Improved Knowledge Distillation via Full Kernel Matrix Transfer

Qi Qian,Hao Li,Juhua Hu
DOI: https://doi.org/10.48550/arXiv.2009.14416
2022-03-30
Abstract:Knowledge distillation is an effective way for model compression in deep learning. Given a large model (i.e., teacher model), it aims to improve the performance of a compact model (i.e., student model) by transferring the information from the teacher. Various information for distillation has been studied. Recently, a number of works propose to transfer the pairwise similarity between examples to distill relative information. However, most of efforts are devoted to developing different similarity measurements, while only a small matrix consisting of examples within a mini-batch is transferred at each iteration that can be inefficient for optimizing the pairwise similarity over the whole data set. In this work, we aim to transfer the full similarity matrix effectively. The main challenge is from the size of the full matrix that is quadratic to the number of examples. To address the challenge, we decompose the original full matrix with Nystr{ö}m method. By selecting appropriate landmark points, our theoretical analysis indicates that the loss for transfer can be further simplified. Concretely, we find that the difference between the original full kernel matrices between teacher and student can be well bounded by that of the corresponding partial matrices, which only consists of similarities between original examples and landmark points. Compared with the full matrix, the size of the partial matrix is linear in the number of examples, which improves the efficiency of optimization significantly. The empirical study on benchmark data sets demonstrates the effectiveness of the proposed algorithm. Code is available at \url{<a class="link-external link-https" href="https://github.com/idstcv/KDA" rel="external noopener nofollow">this https URL</a>}.

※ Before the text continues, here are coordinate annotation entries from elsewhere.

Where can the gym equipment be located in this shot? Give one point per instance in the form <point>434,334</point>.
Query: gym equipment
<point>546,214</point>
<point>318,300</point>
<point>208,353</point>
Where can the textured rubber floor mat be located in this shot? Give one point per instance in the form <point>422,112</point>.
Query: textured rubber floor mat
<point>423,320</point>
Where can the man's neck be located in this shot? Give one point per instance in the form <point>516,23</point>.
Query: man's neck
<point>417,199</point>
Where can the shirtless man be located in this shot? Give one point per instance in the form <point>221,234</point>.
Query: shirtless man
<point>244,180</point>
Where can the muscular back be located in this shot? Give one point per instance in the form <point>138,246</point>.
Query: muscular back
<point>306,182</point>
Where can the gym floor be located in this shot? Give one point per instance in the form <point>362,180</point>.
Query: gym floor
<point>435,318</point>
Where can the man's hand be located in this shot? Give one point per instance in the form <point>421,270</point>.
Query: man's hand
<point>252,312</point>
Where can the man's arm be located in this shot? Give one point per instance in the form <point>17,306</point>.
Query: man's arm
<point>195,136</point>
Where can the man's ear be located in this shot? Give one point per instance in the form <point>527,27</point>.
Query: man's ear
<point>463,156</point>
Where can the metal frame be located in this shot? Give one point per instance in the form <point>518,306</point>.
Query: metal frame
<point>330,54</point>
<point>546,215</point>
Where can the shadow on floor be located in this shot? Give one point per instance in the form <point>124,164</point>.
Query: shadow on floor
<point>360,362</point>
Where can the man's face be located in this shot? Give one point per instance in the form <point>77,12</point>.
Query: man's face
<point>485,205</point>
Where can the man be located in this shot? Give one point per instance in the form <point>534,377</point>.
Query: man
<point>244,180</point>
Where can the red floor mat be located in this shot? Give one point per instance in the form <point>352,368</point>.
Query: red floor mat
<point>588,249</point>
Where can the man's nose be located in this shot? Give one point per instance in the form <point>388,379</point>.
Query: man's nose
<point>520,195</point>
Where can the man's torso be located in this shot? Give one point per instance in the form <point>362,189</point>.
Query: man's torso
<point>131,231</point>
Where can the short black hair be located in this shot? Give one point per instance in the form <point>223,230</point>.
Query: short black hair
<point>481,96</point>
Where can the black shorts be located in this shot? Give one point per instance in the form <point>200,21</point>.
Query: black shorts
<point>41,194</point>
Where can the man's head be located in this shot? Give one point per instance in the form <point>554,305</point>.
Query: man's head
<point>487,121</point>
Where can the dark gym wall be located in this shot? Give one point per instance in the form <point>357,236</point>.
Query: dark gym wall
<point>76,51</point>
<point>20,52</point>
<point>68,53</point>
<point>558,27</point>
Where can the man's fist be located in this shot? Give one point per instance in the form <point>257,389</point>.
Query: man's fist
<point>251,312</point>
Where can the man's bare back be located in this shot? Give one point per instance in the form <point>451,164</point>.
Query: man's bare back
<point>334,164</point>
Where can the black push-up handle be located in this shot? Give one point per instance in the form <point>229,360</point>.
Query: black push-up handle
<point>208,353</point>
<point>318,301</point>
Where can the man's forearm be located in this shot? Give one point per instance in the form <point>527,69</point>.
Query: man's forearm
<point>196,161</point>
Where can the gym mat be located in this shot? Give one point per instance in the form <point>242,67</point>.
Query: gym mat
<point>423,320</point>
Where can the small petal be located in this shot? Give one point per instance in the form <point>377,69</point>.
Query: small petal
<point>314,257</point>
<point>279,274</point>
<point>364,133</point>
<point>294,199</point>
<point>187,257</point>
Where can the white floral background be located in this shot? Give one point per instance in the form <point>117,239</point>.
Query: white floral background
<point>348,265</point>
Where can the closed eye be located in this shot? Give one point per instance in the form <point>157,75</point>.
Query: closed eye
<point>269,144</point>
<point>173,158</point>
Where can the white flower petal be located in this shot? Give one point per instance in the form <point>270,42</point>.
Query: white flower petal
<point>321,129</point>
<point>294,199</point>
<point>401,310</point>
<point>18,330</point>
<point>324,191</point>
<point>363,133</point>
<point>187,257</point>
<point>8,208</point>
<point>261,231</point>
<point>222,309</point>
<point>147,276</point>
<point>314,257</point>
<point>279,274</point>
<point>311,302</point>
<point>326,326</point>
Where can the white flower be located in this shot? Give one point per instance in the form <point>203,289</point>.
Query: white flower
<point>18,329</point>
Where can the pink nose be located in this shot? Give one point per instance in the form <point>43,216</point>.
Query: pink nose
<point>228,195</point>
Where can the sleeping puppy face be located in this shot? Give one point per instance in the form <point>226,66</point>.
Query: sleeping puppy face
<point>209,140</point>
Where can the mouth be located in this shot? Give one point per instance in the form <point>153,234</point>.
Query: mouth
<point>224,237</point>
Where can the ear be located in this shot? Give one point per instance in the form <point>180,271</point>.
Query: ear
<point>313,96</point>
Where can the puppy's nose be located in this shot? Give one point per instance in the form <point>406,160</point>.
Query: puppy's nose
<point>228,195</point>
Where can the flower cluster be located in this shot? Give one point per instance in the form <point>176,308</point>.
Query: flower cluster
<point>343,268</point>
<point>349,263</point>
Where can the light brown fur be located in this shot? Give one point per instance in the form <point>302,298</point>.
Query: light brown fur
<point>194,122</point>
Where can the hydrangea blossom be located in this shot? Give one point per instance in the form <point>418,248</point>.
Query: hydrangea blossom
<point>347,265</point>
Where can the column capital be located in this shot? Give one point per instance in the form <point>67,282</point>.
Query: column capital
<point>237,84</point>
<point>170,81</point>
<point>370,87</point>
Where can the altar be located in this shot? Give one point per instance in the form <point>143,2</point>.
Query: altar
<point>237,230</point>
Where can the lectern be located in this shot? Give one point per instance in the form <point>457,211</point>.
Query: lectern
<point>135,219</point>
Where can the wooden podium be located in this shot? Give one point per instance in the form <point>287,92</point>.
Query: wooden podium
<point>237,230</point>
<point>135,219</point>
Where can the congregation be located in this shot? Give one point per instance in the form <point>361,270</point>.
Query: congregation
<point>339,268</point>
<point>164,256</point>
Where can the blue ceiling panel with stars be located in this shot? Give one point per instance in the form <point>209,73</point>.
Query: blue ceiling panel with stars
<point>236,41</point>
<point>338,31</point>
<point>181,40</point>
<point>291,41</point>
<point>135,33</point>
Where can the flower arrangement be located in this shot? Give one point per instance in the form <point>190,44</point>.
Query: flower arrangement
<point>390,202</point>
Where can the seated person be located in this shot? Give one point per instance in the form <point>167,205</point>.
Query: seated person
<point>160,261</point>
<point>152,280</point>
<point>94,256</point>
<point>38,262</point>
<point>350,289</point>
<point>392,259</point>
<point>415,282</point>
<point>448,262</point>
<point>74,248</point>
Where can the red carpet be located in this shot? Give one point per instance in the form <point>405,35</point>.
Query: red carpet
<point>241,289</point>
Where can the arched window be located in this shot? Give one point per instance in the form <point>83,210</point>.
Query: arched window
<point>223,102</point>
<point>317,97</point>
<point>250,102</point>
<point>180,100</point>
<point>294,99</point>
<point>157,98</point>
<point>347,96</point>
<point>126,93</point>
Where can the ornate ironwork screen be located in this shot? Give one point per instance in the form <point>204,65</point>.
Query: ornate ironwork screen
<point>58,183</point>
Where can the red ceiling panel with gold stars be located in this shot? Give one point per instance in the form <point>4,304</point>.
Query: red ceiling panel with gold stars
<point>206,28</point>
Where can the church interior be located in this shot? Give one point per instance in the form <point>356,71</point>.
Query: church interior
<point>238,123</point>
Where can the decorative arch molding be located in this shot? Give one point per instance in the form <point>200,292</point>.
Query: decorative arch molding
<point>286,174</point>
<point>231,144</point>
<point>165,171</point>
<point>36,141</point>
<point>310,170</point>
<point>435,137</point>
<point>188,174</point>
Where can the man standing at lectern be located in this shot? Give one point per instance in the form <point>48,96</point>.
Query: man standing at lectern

Machine Learning,Computer Vision and Pattern Recognition
What problem does this paper attempt to address?
The problem that this paper attempts to solve is how to efficiently transmit all the similarity matrices of the teacher model to the student model during the knowledge distillation process. Traditional knowledge distillation methods mainly focus on transmitting part of the similarity matrices within each mini - batch, which is less efficient in optimizing the pairwise similarity of the entire data set. This paper proposes a new method. By using the Nyström method to perform low - rank approximation on the full similarity matrix and selecting appropriate landmark points, the full similarity matrix can be effectively transmitted and the performance of the student model can be improved. Specifically, the paper addresses the following challenges: 1. **Efficiency problem of full - matrix transmission**: Since the size of the full similarity matrix is proportional to the square of the number of samples, directly transmitting the full matrix is not feasible in practical applications. In this paper, the full matrix is approximated with low - rank by the Nyström method, which significantly reduces the amount of data to be transmitted. 2. **Selection of landmark points**: The paper proposes using class centers as landmark points, which not only improves the accuracy of the approximation but also ensures the efficiency of the optimization process. 3. **Theoretical guarantee**: The paper provides a theoretical analysis, proving that by optimizing the differences between landmark points, the differences between full matrices can be effectively approximated, thus providing a new perspective for knowledge distillation. Through these improvements, the method proposed in the paper can significantly improve the performance of the student model without incurring additional losses.